A Visit from the
Adjutant General
In late January, 1863, Governor John Andrew of Massachusetts received permission to raise a regiment of African American soldiers. This was the first black regimented to be organized in the north. The pace of organizing additional regiments, however, was very slow. In an effort to speed the process, in March, Secretary of War Edwin Stanton dispatched Brigadier General Lorenzo Thomas, Adjutant General of the Army, to the lower Mississippi Valley to recruit African Americans.
With sweeping authority and huge responsibilities, Thomas was to explain the administration’s policy regarding these new African American recruits, as well as find volunteers to raise and command the new troops. On May 10, 1863, in the yard of the Verandah House, General Thomas gave a speech to the Corinth’s white garrison, seeking to build support for his mission. This event was captured in a picture later featured in Volume II of The Photographic History of the Civil War.

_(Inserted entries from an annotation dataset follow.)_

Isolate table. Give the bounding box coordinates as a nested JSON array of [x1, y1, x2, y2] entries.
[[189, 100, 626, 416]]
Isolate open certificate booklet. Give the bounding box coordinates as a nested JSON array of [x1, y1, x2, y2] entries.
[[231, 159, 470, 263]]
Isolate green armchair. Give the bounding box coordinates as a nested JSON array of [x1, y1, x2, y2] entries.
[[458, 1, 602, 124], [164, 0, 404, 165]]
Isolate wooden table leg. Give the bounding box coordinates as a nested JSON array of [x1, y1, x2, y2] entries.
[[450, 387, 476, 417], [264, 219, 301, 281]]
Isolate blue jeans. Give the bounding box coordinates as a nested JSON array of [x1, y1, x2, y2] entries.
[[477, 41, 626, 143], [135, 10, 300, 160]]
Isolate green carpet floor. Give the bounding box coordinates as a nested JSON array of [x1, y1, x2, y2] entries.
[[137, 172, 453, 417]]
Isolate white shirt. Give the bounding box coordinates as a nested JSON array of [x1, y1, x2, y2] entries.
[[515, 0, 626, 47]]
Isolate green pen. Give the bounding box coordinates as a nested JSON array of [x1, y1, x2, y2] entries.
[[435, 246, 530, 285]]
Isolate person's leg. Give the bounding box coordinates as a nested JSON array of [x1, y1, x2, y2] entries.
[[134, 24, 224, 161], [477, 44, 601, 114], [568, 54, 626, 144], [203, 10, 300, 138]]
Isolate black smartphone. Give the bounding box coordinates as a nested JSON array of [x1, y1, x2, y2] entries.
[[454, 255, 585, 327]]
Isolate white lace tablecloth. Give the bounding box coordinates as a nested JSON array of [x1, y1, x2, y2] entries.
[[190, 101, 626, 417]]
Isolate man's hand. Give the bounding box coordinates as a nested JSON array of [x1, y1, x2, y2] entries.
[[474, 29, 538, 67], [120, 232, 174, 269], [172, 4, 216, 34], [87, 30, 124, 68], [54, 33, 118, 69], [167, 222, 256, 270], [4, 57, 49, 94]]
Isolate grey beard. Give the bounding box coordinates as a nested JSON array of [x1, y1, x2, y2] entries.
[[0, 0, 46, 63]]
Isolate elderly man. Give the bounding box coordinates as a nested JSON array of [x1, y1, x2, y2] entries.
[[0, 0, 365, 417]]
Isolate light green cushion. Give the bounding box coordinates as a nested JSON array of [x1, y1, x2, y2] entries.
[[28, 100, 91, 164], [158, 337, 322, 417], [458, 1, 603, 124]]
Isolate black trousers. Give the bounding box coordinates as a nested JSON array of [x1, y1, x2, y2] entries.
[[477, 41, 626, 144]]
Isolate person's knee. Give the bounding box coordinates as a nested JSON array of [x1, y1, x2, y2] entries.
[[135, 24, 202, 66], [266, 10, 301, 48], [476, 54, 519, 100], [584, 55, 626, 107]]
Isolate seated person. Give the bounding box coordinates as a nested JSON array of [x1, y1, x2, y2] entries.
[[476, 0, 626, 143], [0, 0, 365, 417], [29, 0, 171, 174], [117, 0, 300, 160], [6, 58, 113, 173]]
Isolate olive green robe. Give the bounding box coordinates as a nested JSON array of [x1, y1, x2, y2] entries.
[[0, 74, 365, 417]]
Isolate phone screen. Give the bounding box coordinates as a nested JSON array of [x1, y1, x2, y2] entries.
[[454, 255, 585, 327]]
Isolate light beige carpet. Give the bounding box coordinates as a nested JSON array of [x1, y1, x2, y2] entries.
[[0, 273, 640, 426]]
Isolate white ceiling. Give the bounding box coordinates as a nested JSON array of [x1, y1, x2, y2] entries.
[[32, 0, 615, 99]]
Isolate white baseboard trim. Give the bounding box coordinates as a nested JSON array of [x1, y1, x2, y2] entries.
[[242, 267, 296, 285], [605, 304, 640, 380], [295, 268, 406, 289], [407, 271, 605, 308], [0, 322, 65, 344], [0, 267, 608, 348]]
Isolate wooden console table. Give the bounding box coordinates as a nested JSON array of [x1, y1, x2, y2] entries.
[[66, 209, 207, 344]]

General Thomas also toured the Corinth Contraband Camp with its superintendent, James Alexander, riding its streets, visiting its school and hospital, and examining its produce gardens and cotton fields. Impressed by what he saw, Thomas promised the inhabitants he would report their progress with the camp and cooperative farming practices to President Lincoln.
General Thomas’s endeavor was very successful: On May 21, 1863, volunteers from the Corinth Contraband Camp formed the 1st Alabama Infantry Regiment of African Descent, and one day later, the United States War Department issued Order No. 143, establishing the Bureau of Colored Troops.